Catarina Barreiros
Fundadora do projeto Do Zero
É fácil, na maternidade, perdermo-nos num mundo de coisas queridas, azuis e cor-de-rosa, que nos parecem imprescindíveis para a sobrevivência do pequeno ser humano que temos dentro de nós. Podemos culpar as hormonas, mas a verdadeira culpa é do cérebro, que fica tantas vezes a hibernar nestes nove meses, permitindo que a carteira salte com o bater do coração. Mas não tem de ser assim. É possível desfrutar da gravidez, trazer um bebé ao mundo e viver de modo pleno e feliz a maternidade, sem destruir o planeta onde os nossos filhos vão viver (sim, porque cada coisa nova que se compra teve de ser produzida e, para essa produção, foram necessárias matérias-primas, energia e água).
Uma das primeiras coisas que dissemos à família foi que não queríamos que comprassem nada. Iríamos “herdar” muita coisa do nosso sobrinho e, o que não herdássemos ou não nos fosse emprestado, seria comprado em segunda mão. Tivemos alguma aversão inicial à ideia, mas rapidamente a família foi alinhando e percebendo que, afinal, não estávamos a privar a nossa filha de nada. Estávamos só a fazer escolhas que acreditávamos ser mais conscientes.
O princípio básico para estas escolhas é o mesmo para tudo na vida: seguir os “R’s” e recusar, repensar e reutilizar tudo o que for possível.
Não comprei roupa de grávida; as poucas peças de roupa que comprei foram peças grandes e largas, que pudesse vir a usar depois - mesmo o vestido de cerimónia que tive de comprar (porque tive casamentos no último trimestre), é, na verdade, um vestido larguinho, que já usei depois de a nossa filha nascer. Também não comprei cremes; usei o mesmo óleo de argão de sempre, durante toda a gravidez - zero estrias.
Porém, seguirmos os “R’s” no que diz respeito a nós não é difícil. O problema é recusar roupinhas amorosas, banheiras que parecem mesmo confortáveis, ou termómetros de ar (sim, existem!) porque precisamos de controlar até o ar que o bebé respira. Quem precisa de respirar fundo somos nós.
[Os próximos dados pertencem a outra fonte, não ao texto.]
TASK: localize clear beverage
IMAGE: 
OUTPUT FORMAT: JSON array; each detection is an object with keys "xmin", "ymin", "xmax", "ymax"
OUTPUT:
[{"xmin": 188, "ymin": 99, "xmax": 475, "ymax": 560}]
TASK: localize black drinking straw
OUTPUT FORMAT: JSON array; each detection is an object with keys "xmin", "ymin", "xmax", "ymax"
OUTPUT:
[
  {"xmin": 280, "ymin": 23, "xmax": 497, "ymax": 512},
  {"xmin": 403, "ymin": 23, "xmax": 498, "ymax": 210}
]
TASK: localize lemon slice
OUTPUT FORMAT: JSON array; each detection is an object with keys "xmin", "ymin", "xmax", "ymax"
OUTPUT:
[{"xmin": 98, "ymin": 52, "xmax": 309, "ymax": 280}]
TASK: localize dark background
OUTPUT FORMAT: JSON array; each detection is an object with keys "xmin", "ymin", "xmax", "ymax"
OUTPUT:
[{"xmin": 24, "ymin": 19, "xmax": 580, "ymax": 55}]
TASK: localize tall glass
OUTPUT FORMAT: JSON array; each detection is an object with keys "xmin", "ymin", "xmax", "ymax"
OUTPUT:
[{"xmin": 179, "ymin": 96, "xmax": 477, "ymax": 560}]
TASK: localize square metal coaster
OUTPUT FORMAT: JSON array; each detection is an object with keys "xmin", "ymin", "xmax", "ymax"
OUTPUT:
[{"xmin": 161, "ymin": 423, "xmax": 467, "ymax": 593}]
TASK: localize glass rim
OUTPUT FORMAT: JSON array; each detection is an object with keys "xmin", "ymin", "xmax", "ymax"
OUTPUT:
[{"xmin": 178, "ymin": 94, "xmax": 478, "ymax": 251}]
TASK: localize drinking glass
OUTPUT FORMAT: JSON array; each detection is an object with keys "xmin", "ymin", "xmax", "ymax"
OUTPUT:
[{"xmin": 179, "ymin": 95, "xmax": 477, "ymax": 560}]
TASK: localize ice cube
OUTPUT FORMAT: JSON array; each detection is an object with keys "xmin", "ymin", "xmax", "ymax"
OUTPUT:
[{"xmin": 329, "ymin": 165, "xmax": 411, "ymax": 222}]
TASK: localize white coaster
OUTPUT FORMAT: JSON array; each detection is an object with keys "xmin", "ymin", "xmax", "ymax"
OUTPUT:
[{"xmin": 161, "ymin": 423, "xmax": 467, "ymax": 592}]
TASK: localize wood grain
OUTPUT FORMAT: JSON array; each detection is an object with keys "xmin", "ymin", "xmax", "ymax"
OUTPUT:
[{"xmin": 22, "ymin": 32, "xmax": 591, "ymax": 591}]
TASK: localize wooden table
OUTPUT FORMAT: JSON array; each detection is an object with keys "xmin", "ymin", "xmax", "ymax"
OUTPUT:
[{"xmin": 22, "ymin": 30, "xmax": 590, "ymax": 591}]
E descomplicar. Há o necessário e o acessório. E se há coisas acessórias que vos vão ajudar a ter paz de espírito, então força, mas se é só para ter “caso haja uma emergência e precise mesmo de uma balança para bebés que meça os gramas até aos 4 dígitos”, então deixem-me tranquilizar-vos: não vai chegar esse dia. Se chegar, depois resolve-se (as balanças de cozinha servem para pesar bebés, por exemplo).
Afinal, o que é que é mesmo necessário ter para a chegada do bebé e como podemos garantir que compramos tudo da maneira mais sustentável possível?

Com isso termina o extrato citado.